Le point sur le marché
« La France retrouve sa dynamique à l'export »
Vincent Guérin, économiste de l'ANPP, dresse un bilan intermédiaire du marché de la pomme depuis septembre. La fin de saison s'annonce avec quelques perspectives intéressantes.



FLD : Comment s'annonce la prochaine récolte ?
VINCENT GUÉRIN : Il est beaucoup trop tôt pour se prononcer à ce sujet. Nous savons seulement que le manque de froid peut avoir un impact sur la mise à fruit.

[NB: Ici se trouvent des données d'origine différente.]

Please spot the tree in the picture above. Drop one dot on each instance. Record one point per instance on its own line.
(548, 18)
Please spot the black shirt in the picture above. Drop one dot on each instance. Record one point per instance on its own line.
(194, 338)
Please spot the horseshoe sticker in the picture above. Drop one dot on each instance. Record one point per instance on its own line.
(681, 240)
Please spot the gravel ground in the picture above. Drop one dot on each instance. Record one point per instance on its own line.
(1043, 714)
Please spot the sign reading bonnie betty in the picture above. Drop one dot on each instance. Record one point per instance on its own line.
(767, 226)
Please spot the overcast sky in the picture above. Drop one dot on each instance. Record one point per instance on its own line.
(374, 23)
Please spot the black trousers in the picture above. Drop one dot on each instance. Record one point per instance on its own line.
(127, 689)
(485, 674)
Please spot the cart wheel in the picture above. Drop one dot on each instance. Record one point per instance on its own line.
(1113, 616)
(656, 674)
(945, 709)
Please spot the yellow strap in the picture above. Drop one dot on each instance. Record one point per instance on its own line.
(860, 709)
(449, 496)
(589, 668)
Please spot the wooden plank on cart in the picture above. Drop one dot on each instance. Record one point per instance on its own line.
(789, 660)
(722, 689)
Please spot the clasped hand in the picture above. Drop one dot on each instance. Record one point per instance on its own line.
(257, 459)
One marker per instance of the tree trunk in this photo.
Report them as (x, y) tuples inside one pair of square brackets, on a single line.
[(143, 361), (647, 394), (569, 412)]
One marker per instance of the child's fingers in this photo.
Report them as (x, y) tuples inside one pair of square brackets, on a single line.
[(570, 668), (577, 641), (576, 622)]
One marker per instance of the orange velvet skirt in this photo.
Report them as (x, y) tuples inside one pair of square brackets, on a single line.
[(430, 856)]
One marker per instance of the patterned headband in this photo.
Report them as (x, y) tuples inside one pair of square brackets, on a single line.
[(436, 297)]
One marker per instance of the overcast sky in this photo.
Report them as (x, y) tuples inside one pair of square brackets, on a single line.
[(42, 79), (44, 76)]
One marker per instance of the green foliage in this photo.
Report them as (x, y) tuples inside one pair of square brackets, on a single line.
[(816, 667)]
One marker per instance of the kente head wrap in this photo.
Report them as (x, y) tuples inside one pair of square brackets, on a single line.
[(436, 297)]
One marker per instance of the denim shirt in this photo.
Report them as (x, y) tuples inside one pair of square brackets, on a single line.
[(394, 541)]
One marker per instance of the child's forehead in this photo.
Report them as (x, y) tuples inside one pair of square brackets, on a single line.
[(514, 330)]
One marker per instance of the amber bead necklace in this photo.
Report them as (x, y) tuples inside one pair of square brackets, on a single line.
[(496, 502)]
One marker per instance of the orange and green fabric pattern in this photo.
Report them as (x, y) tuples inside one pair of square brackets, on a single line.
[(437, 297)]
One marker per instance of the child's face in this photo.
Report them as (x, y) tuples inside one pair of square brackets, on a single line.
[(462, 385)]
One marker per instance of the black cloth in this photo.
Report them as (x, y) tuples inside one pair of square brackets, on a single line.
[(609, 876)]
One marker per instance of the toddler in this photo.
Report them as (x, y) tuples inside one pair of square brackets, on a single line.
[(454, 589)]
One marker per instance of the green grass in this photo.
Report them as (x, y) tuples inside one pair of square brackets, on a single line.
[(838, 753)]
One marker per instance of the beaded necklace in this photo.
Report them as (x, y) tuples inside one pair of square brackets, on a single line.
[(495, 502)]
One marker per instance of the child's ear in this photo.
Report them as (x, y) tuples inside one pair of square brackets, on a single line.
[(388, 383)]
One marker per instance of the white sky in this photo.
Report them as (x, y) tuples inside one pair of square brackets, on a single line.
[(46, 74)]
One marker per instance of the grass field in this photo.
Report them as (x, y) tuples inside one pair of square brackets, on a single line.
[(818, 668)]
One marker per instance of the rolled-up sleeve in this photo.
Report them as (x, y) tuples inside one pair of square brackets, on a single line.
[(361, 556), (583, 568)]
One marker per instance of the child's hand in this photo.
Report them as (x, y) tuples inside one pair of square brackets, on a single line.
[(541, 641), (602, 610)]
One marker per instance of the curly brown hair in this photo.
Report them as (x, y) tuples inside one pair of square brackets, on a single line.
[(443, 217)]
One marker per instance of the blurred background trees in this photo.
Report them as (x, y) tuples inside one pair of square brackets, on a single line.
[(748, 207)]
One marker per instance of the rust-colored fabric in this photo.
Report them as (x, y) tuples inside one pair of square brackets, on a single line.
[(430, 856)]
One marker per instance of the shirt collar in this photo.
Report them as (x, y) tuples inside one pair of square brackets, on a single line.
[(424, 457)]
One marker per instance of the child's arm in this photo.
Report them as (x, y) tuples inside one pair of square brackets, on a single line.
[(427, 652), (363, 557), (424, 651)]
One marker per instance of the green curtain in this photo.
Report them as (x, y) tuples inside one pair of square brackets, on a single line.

FLD : Pouvez-vous nous dresser un premier bilan de la campagne pomme en France ?
V. G. : En septembre, la campagne a démarré avec quinze jours de retard mais de façon dynamique. Il faut se rappeler que la saison 2012-2013 a été complètement atypique avec un manque sévère de récolte dû aux conditions climatiques du printemps 2012. En août 2013, il n'y avait plus de stocks de pommes. Nos voisins européens étant dans la même situation, les références prix ont d'emblée été élevées en début de campagne. On a relevé de la Golden catégorie I (170/220 g) à plus de 1 €/kg départ station de conditionnement. Aucune saison ne se ressemble mais il faut remonter aux années 91-92 pour rencontrer un cas similaire. Dans le même temps, les cueilles 2013 ont été tardives. Elles se sont étalées jusqu'au début décembre pour des variétés telles que Pink Lady.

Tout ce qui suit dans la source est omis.